Com a aprovação desta lei, fica suspenso o limite mínimo do ISP até ao final do ano, dando flexibilidade ao Governo para mexer nos valores.

O Parlamento deu luz verde ao pacote de medidas do Governo para fazer face aos efeitos decorrentes do aumento dos preços dos combustíveis, onde se inclui a suspensão do limite mínimo do ISP e a publicação de um relatório trimestral dos preços dos combustíveis por parte da ERSE. As medidas foram aprovadas na Assembleia da República com o voto a favor do PS, PSD, BE, IL e Livre e com a abstenção de Chega, PCP e PAN.

Este diploma consagra as medidas avançadas pelo Governo, sendo a mais emblemática a redução mais agressiva do ISP, correspondente à aplicação do IVA dos combustíveis a 13% (proposta que não chegou a ser aprovada por Bruxelas). Este corte tinha de passar pelo Parlamento, já que a lei fixa um limite máximo à descida do imposto nos combustíveis.
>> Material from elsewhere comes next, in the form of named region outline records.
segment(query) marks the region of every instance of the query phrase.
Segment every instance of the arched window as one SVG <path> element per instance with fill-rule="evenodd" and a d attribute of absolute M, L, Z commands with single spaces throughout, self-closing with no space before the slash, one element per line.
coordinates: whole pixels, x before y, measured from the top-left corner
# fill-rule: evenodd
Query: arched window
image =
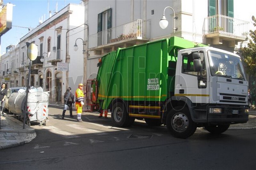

Na medida que compensa o aumento na receita de IVA com uma redução no ISP, o Governo tem alterado os valores do imposto por portaria, já que existe um intervalo definido dentro do qual pode oscilar. Mas com a nova redução, a baixa é mais pronunciada, pelo que tinha de receber o “ok” dos deputados. Fica assim suspenso o limite mínimo do ISP, até ao final do ano.

O PS avançou com algumas alterações à proposta original do Governo, que foram todas aprovadas, para que as regiões autónomas também possam fixar o valor mínimo do ISP.

Está também aprovada a alínea que determina que “é ainda estabelecida a publicitação trimestral e, bem assim, sem prejuízo de outros meios de prestação de informação, a publicação de um relatório completo de informação referente à formação dos preços de venda ao público dos combustíveis, por parte da Entidade”.

Um dos objetivos do Governo com este relatório é certificar que o efeito da descida do ISP chega mesmo aos automobilistas na bomba. O documento poderá também servir como suporte para decidir sobre um eventual travão às margens no âmbito de uma lei que foi aprovada pelo Parlamento no ano passado e que permite travar a subida excessiva de margens das gasolineiras e das petrolíferas. Seja a margem de refinação ou margem de comercialização.

No debate sobre o pacote de medidas do Governo, António Mendonça Mendes admitiu que a baixa de impostos indiretos tende a ficar “diluída nas margens” comerciais. Desta forma, alertou que é necessário “estar muito atento” para ver se o esforço dos contribuintes não é “absorvido pelas margens”. Este relatório é então uma das formas de acompanhar os preços e esta situação.

No pacote de medidas, consagra-se também uma “isenção de imposto sobre o valor acrescentado sobre transmissões de alguns bens utilizados no âmbito da produção agrícola”.